Esponenti del movimento di estrema destra hanno protestato contro le politiche inclusive dell'amministrazione legnanese "usando" il caso di un legnanese senza casa. Insulti al consigliere Marazzini e solidarietà dall'amministrazione

Consiglio comunale turbolento, ieri sera (martedì), a Palazzo Malinverni. Ad accendere una serata che sembrava scorrere via tranquilla in un clima natalizio ci hanno pensato i militanti di Fiamma Tricolore, formazione di estrema destra che ha inscenato una protesta a favore di un cittadino legnanese rimasto senza casa. La protesta dei militanti di destra, presentatisi in consiglio con uno striscione, si contrapponeva al piano per l’integrazione dei Rom ospitati nei container di via Jucker, atto che gli estremisti di destra non vedono di buon occhio. 

Ad affrontare la protesta provocazione ci ha pensato il consigliere Giuseppe Marazzini, storico esponente della sinistra legnanese, che ha criticato anche il sindaco «per aver ricevuto, recentemente, una delegazione di questo gruppo politico e chi8edendo se «intenda attivarsi perchè vengano impedite in futuro in questa città manifestazioni pubbliche ispirate al fascismo e alla discriminazione razziale o etnica». A stretto giro la risposta del sindaco Centinaio il quale ha precisato che «non spetta al sindaco decidere se Fiamma Tricolore sia un movimento anticostituzionale». Marazzini si è anche rivolto direttamente ai militanti presenti in sala chiedendo loro di ripudiare fascismo e razzismo. Questo affronto non è stato gradito dai militanti del movimento politico di destra i quali, a fine seduta, hanno aggredito verbalmente il Marazzini.

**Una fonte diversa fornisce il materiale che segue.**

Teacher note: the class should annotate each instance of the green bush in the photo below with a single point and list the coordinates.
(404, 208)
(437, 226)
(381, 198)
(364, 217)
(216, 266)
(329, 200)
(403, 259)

Per questo motivo oggi il sindaco Alberto Centinaio, la Giunta municipale e il presidente del Consiglio Comunale Michele Ferrazzano hanno diramato una nota nella quale esprimono la loro solidarietà al consigliere comunale Giuseppe Marazzini per l’aggressione per opera di esponenti del movimento politico Fiamma Tricolore: «Quanto successo in aula – si legge nel comunicato – è un episodio che nulla ha a che vedere con il sereno e costruttivo confronto politico auspicato dal Sindaco nel suo precedente intervento di risposta all’interrogazione presentata dal consigliere Marazzini. Siamo di fronte anche ad un’offesa portata all’intero Consiglio Comunale, massima espressione della rappresentanza democratica dei cittadini legnanesi, che non può tollerare alcuna forma di condizionamento del regolare svolgimento dei suoi lavori e il venir meno del doveroso clima di rispetto reciproco all’interno della sala consiliare. E’ auspicabile che non si ripetano altri episodi del genere e in futuro si opererà con fermezza e determinazione in tal senso.
Sono inoltre da evitare forme di strumentalizzazione delle persone che vivono una situazione di disagio. L’Amministrazione comunale è molto attenta a questi casi  e non sarà con simili azioni che tali problemi potranno essere affrontati e risolti più tempestivamente».